Delivery stocks struggling in wake of pandemic

Delivery stocks struggling in wake of pandemic
Delivery Hero has slipped below its initial public offering price for the first time since 2017, after a selloff this year wiped out nearly three quarters of its market value.

The food-delivery stock has struggled this year, shedding about €18.1bn of its market value as investors question the company’s path to profitability amid rising borrowing costs.

European delivery services have also hit a rough patch, with Just Eat Takeaway plunging 62% and Deliveroo down 59%.

Delivery Hero shares dropped as much as 2.7% to a record low of €24.96 before reversing losses on Tuesday, dipping below the IPO price of €25.50 for the first time in five years. The stock is also the Stoxx 600 Index’s worst performer in 2022.

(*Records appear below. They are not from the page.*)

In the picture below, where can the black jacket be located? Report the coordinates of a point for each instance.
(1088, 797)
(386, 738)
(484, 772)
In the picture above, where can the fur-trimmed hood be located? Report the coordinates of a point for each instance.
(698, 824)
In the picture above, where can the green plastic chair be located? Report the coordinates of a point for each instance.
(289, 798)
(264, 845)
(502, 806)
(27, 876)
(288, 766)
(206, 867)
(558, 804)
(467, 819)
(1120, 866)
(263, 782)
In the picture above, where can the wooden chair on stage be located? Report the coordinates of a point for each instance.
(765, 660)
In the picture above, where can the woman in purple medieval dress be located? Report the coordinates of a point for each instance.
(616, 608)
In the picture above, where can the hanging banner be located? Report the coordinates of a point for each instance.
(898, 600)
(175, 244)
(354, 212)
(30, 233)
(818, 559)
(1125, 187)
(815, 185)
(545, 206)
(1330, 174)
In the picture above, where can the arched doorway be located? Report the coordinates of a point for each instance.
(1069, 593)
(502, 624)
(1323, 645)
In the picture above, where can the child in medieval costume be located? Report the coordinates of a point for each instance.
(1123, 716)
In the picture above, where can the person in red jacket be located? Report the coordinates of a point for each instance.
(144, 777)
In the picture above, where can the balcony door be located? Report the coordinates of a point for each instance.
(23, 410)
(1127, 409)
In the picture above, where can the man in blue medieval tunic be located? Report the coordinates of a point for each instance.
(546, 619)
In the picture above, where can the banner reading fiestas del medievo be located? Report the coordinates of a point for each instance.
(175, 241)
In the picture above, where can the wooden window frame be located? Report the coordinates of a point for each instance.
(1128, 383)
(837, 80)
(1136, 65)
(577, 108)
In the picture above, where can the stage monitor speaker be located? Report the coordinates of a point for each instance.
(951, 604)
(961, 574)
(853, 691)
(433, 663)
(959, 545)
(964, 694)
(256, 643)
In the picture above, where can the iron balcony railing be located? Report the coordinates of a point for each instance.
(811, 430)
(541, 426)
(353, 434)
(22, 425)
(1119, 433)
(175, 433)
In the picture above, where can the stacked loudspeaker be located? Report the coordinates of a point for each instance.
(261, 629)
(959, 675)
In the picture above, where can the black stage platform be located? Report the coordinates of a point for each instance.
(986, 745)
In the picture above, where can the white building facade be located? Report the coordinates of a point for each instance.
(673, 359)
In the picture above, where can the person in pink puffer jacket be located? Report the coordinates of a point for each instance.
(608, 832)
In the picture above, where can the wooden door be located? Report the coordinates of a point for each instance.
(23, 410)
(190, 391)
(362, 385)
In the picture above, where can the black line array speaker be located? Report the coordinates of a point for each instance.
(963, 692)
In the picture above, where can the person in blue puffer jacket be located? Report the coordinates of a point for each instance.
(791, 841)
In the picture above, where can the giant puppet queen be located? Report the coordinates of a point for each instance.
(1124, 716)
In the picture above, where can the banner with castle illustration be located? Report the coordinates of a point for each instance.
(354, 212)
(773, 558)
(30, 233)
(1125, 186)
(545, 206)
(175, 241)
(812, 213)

This time last year, the food-delivery industry was still riding high on a pandemic-fuelled boom in demand, but reality bit as economies reopened.

Relentless competition and inflation have squeezed already tight budgets, pressuring a sector that has yet to turn a profit. Rising interest rates and a broader rotation out of high growth stocks didn’t help. Inflation is also hitting consumer wallets.

Sagging sales are adding further fuel to the heated competition for market share in Europe, with rapid grocery delivery the latest battleground as startups like Getir and Gorillas push into the fray.

“Inflationary headwinds have been building, obviously, but they’re getting worse,” Berenberg analyst Sarah Simon said.

Data from Barclays shows that growth of consumer card spending on food takeaways slowed in the UK in April.

Disclosure concerns are weighing heavily on Delivery Hero’s stock. The company failed to break out order numbers in the first quarter after shifting to focus on profitability rather than volume.